Mudança rompe o ciclo tradicional da linha Apple Silicon

Segundo Gurman, a Apple decidiu mudar o cronograma de lançamento dos chips porque quer antecipar as melhorias voltadas à inteligência artificial.

Em vez de concluir toda a família M6, a empresa optou por acelerar a chegada da geração seguinte. Um dos avanços previstos está na largura de banda da memória unificada do M7 básico, que pode atingir 240 GB/s.

O valor representa um aumento de cerca de 57% em relação aos 153 GB/s do M5. A prioridade seria ampliar o desempenho dos recursos de IA executados diretamente no dispositivo.

"O motivo dessa quebra de tradição é a IA. A Apple vinha preparando grandes melhorias no processamento neural para a família M7 e decidiu que essas mudanças eram importantes o suficiente para antecipar a próxima geração em vez de concluir a linha M6. Esses avanços ficam ainda mais intensos com o M7 Ultra. Segundo fontes, o processador amplia de forma expressiva o desempenho em IA, aproximando-se da categoria de aceleradores dedicados, como o Blackwell, da NVIDIA."

M8 também faz parte dos planos da Apple

Essa não seria a primeira vez que a inteligência artificial altera o cronograma dos chips da Apple. O M8 também estaria em desenvolvimento.
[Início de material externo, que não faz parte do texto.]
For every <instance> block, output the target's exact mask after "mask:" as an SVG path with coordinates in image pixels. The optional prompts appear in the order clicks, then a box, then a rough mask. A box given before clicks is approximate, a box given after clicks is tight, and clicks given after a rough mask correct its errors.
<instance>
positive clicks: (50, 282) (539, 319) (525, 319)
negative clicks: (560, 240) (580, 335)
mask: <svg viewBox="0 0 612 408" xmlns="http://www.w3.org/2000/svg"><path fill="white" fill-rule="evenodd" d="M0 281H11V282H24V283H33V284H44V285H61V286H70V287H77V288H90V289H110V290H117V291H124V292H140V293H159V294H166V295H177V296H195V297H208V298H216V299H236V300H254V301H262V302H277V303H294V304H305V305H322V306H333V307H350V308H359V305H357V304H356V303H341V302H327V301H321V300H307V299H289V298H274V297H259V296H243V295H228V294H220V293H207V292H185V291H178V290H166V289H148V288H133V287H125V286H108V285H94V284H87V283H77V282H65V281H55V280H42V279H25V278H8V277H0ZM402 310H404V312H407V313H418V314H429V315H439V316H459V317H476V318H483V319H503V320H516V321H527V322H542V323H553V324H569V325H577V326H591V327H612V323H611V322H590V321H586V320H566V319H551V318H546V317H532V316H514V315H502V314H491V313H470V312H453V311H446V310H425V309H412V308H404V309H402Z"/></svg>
Os relatos indicam que a empresa usará o processo de fabricação de 2 nanômetros da TSMC por apenas duas gerações antes da migração para a tecnologia de 1,4 nanômetro.

Um dos motivos seria a alta demanda da indústria por chips voltados à inteligência artificial, que pode consumir rapidamente a capacidade de produção disponível.

Caso esse planejamento seja mantido, os consumidores poderão receber novas gerações de Apple Silicon em intervalos menores, ainda que o aumento nos preços da memória continue sendo um fator presente.